Background/Purpose:   Osteoarthritis (OA) involves thinning cartilage and increased subchondral bone. Amongst many cellular processes, inflammation has been associated with OA. Wnt signaling plays a role in mediating inflammation. SM04690, a novel, small-molecule Wnt pathway inhibitor that has previously been shown to regenerate and protect cartilage in an animal model of OA, was evaluated in a series of preclinical studies to determine its potential to inhibit inflammation.

Methods:   Wnt pathway inhibition was measured using a cell-based reporter assay. Anti-inflammatory activity was evaluated by measuring TNF-α and IL-6 secretion using ELISA in synovial fibroblasts stimulated with IL1b, THP-1 monocyte cells stimulated with lipopolysaccharides (LPS), and peripheral blood mononuclear cells (PBMCs) stimulated with anti-CD3/anti-CD28. A panel of pro- and anti-inflammatory cytokines (TNF-α, IL-1α, IL-1β, IL-2, IL-6, IL-8, IL-17A, IL-17F, IFNγ, and PGE2) was evaluated by ELISA, T and B cell proliferation by flow cytometry in PBMCs, and T and B cell co-cultures stimulated with super-antigen or LPS, compared to vehicle or benchmark steroids (Cyclosporin A and Prednisolone). The effect of SM04690 on the LPS-induced expression and phosphorylation of NFkB in THP-1 cells was evaluated by qPCR and Western Blot.

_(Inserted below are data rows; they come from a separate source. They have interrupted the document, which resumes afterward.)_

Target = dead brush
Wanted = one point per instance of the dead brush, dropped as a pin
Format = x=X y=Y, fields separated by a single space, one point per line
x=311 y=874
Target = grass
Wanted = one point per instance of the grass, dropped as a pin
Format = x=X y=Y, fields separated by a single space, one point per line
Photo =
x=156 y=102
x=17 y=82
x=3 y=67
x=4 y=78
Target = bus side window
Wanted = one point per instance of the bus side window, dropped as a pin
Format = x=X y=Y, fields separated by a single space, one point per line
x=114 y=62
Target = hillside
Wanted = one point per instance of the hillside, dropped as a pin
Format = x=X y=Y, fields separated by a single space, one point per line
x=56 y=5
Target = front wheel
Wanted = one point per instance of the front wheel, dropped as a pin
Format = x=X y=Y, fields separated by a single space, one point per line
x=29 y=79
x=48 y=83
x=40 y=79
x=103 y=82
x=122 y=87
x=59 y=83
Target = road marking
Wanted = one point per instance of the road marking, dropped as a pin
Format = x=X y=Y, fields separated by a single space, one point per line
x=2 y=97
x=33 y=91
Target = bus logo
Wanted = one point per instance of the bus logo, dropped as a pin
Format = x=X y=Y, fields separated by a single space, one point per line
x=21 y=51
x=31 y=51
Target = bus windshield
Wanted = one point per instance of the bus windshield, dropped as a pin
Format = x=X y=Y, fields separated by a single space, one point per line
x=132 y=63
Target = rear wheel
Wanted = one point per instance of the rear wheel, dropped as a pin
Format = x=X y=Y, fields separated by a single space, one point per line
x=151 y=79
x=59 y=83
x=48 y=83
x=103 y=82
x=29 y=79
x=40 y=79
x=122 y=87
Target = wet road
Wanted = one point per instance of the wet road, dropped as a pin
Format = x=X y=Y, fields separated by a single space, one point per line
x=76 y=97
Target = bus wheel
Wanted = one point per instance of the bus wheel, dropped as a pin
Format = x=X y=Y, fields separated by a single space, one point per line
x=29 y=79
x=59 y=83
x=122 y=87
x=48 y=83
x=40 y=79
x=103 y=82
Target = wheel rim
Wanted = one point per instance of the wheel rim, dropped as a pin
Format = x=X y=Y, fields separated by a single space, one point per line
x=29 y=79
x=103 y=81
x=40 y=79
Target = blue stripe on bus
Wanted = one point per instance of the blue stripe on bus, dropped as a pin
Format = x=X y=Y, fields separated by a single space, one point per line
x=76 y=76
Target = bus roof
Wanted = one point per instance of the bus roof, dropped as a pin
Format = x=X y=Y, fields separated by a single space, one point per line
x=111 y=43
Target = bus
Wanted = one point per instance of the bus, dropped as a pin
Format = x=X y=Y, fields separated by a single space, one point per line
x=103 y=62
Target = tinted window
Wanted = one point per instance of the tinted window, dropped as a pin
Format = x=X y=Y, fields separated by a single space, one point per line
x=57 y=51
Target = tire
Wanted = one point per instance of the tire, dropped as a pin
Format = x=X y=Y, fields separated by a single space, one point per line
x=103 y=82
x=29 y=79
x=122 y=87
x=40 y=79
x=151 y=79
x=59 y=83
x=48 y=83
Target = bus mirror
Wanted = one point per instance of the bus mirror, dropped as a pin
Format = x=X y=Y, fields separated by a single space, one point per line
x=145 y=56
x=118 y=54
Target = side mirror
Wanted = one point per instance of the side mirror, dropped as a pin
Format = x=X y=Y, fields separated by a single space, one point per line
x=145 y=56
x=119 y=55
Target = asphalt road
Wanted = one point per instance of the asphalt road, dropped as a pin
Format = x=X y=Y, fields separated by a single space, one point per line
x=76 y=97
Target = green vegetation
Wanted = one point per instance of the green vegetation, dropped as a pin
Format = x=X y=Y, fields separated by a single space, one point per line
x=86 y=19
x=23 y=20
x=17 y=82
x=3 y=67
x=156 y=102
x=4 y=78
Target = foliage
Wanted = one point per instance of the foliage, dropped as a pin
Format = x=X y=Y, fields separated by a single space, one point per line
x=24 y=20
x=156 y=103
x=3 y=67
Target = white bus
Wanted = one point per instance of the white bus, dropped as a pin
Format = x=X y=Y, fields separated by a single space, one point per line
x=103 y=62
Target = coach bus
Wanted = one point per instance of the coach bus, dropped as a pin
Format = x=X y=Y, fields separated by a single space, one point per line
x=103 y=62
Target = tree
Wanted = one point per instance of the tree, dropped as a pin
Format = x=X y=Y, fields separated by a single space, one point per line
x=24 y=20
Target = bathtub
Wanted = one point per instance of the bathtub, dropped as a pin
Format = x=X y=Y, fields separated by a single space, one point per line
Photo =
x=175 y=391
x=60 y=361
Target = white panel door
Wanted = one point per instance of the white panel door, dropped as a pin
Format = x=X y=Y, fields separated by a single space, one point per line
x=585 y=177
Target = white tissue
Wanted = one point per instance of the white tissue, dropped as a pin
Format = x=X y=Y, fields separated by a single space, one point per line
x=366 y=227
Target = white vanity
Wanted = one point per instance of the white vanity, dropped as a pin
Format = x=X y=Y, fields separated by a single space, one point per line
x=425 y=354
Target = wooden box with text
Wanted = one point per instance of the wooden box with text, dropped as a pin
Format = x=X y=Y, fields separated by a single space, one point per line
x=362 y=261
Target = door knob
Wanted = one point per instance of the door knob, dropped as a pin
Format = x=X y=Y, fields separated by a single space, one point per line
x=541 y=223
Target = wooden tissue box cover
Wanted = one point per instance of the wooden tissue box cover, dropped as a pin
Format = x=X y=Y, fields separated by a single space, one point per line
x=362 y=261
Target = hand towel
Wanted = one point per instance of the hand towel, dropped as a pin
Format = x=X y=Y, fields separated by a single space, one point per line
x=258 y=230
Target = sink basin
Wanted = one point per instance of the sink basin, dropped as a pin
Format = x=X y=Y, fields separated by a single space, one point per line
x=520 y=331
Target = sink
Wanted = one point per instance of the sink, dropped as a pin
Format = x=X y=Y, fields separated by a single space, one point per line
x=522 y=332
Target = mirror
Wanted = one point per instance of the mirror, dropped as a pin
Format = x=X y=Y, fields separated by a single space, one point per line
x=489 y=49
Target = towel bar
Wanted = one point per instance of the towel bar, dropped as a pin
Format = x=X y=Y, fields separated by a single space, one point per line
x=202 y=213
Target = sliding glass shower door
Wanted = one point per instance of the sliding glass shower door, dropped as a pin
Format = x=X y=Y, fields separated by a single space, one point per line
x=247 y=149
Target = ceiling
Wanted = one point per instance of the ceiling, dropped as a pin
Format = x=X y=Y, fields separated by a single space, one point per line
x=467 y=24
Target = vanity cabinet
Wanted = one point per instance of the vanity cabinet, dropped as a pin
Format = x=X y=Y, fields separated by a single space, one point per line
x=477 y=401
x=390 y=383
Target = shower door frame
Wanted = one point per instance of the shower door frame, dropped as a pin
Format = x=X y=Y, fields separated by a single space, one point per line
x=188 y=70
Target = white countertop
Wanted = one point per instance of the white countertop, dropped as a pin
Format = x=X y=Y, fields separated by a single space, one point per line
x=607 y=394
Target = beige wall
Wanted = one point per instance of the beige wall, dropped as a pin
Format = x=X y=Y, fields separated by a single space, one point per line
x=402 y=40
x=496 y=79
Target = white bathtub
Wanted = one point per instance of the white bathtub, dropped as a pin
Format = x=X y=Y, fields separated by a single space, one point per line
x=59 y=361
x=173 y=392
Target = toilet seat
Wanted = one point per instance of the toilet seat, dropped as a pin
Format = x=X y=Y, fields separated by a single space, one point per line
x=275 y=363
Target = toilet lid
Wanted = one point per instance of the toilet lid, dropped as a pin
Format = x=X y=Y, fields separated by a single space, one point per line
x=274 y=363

Results: SM04690 demonstrated potent (EC₅₀ =11nM) and selective inhibition of Wnt signaling. SM04690 inhibited IL-1b-induced TNF-α and IL-6 secretion in synovial fibroblasts (EC₅₀ =30nM; Figure A). SM04690 also inhibited LPS and anti-CD3/anti-CD28-induced TNF-α and IL-6 secretion in THP-1 cells (EC₅₀ =10nM), and PBMCs. SM04690 significantly inhibited (p<0.01, effect size >40%, no toxicity) super-antigen- and LPS-stimulated production of various pro-inflammatory cytokines (TNF-α, IL-1α, IL-1β, IL-2, IL-6, IL-8, IL-17A, IL-17F, IFNγ, PGE2), and T and B cell proliferation in PBMCs and T and B cell co-cultures (Figure B). The anti-inflammatory activity of SM04690 in these assays was comparable to or better than the activities of Cyclosporin A and Prednisolone. Additionally, SM4690 treatment decreased LPS-induced gene expression (3-fold, p<0.01) and phosphorylation of NFkB in THP-1 cells (Figure C).

Conclusion: SM04690, a small molecule Wnt pathway inhibitor was a potent anti-inflammatory agent in various cell types, with inhibition of NFkB signaling in vitro. This anti-inflammatory activity of SM4690 may provide beneficial effects in the treatment of various diseases, including OA.